Era fim de tarde em Rio Branco, um domingo como de costume. Matinês dos Cines Acre e Rio Branco bombando. Bruce Lee numa tela; Giuliano Gema noutra, e eu, olhando para os preços da vitrine, desistindo da bilheteria por estar mais próximo de realizar o desejo de possuir um sapato novo e bonito, daqueles que o meu amigo Figueiredo conta em seu livro e que me emociona ante a nítida semelhança com estes relatos em certas passagens, não me importando com que roupa os sapatos se ajustariam, ou se acomodariam à pele inteira de cheiro de graxa ou de perfume da Praça da Bandeira de fragrância da Paco Rabanne.

Desenho feito por João Felipe - site VintePila


Tudo estava tão próximo entre a vitrine, os manequins e os sapatos que não percebi que alguém se aproximava, e mesmo de costas para a avenida fitava no sonho como a graxa das mãos sonha com água morna e sabão. Um cheiro de liberdade motivada a impulsionar os homens que apenas sonham em pisar nas calçadas e salas de autoridade com terno e gravata, gente que tem emprego certo, ou embora não o tenha, é indicada, designada a ganhar pão com mais facilidade.  

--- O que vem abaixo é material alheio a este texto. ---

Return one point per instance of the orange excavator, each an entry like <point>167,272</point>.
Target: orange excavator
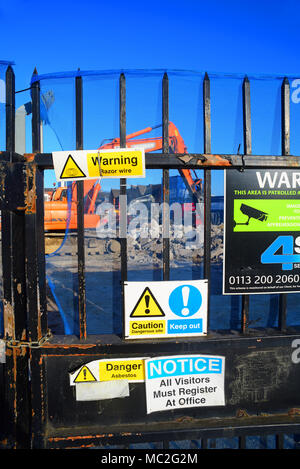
<point>176,145</point>
<point>61,213</point>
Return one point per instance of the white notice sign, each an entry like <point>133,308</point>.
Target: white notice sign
<point>176,382</point>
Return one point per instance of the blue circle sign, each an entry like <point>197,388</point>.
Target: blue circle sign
<point>185,301</point>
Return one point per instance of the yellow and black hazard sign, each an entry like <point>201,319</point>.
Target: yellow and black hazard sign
<point>71,169</point>
<point>84,376</point>
<point>147,306</point>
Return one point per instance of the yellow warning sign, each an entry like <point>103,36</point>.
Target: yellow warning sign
<point>147,327</point>
<point>132,370</point>
<point>147,306</point>
<point>71,169</point>
<point>116,163</point>
<point>84,376</point>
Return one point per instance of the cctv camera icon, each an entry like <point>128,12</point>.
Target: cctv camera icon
<point>251,212</point>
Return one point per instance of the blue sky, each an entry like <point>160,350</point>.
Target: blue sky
<point>257,37</point>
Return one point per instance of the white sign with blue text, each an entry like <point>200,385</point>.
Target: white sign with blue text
<point>182,381</point>
<point>165,309</point>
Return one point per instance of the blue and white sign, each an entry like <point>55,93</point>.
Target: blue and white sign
<point>183,381</point>
<point>165,309</point>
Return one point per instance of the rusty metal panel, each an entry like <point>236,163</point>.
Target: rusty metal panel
<point>262,383</point>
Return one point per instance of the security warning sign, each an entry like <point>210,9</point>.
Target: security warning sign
<point>93,164</point>
<point>147,306</point>
<point>165,309</point>
<point>261,236</point>
<point>176,382</point>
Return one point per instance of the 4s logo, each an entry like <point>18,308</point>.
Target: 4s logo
<point>287,256</point>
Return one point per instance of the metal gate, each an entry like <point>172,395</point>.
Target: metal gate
<point>36,397</point>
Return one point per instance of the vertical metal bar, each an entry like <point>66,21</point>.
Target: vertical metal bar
<point>123,181</point>
<point>123,187</point>
<point>279,441</point>
<point>285,150</point>
<point>247,151</point>
<point>6,220</point>
<point>242,442</point>
<point>166,179</point>
<point>15,314</point>
<point>207,186</point>
<point>80,215</point>
<point>34,225</point>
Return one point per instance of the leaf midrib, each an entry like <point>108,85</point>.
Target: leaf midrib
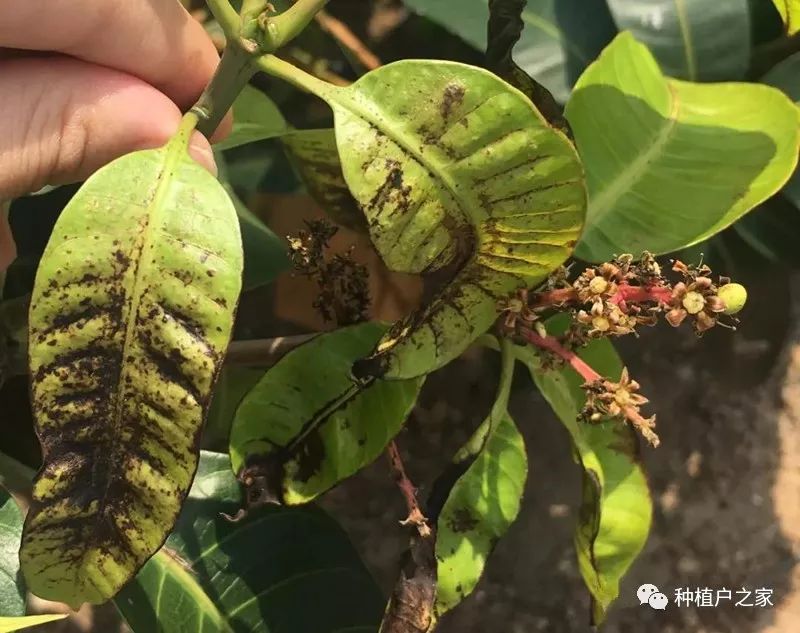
<point>605,200</point>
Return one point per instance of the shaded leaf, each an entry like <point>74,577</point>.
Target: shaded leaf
<point>7,625</point>
<point>616,510</point>
<point>505,29</point>
<point>560,38</point>
<point>481,506</point>
<point>12,587</point>
<point>790,14</point>
<point>265,254</point>
<point>255,118</point>
<point>316,159</point>
<point>257,575</point>
<point>786,77</point>
<point>476,182</point>
<point>306,425</point>
<point>701,40</point>
<point>644,139</point>
<point>130,319</point>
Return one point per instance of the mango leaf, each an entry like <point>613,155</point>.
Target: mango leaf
<point>790,14</point>
<point>561,37</point>
<point>481,506</point>
<point>12,587</point>
<point>644,138</point>
<point>505,29</point>
<point>786,77</point>
<point>256,575</point>
<point>7,625</point>
<point>476,181</point>
<point>616,510</point>
<point>265,254</point>
<point>306,425</point>
<point>701,40</point>
<point>130,318</point>
<point>255,118</point>
<point>314,156</point>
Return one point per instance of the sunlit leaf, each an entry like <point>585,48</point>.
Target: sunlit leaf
<point>316,159</point>
<point>481,506</point>
<point>698,40</point>
<point>453,168</point>
<point>561,37</point>
<point>7,625</point>
<point>306,425</point>
<point>790,14</point>
<point>616,510</point>
<point>130,319</point>
<point>255,118</point>
<point>670,163</point>
<point>260,574</point>
<point>12,587</point>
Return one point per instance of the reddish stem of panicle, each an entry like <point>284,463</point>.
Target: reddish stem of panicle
<point>552,344</point>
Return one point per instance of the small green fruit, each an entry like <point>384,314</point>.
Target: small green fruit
<point>734,296</point>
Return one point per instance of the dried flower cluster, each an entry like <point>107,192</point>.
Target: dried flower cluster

Porém, uma pancada certeira na região lombar me tirou o fôlego e as forças de gritar ou chorar, querendo resistir ao solavanco, puxar como um louco o ar que se esvaía, que há pouco tempo representava o meu sonho de adolescente, e me fazia cair ao chão estrebuchando sem fôlego e com dor. Mas por algum instante aquilo foi passando e consegui captar o ar que Deus me deu, respirar forte e me levantar.


Ainda assim consegui ver o sujeito olhando para mim, já seguindo próximo ao Ceseme. Marginal, filho de uma boa mãe, não teve o mais sublime ensinamento que o da minha, de ser tão estúpido e brutal. Ele eliminou o meu sonho, mas dalguma forma eu não trilhei o mesmo caminho que o dele, que de tênis e bermudas sujos sumiu como um raio para lugar nenhum.


Se por um lado os sapatos nunca me calçaram os pés dada a pouca economia, a não ser por doações de toda sorte e parentesco, como o tio Franco lá do Caçula Bar, em Xapuri, a vida me estendeu um tapete da cor dos sonhos a pisar e a transitar sem calos e com liberdade sem cheiro de Nugget, a mesma que tingia os sapatos de meu pai, esse maestro do qual herdei o tino daquele que se veste e de certa forma engoma os tecidos e ama seus feitos, para como um engraxate sempre perguntar: “Quer que eu engraxe? O senhor vai ficar melhor com o meu trabalho”.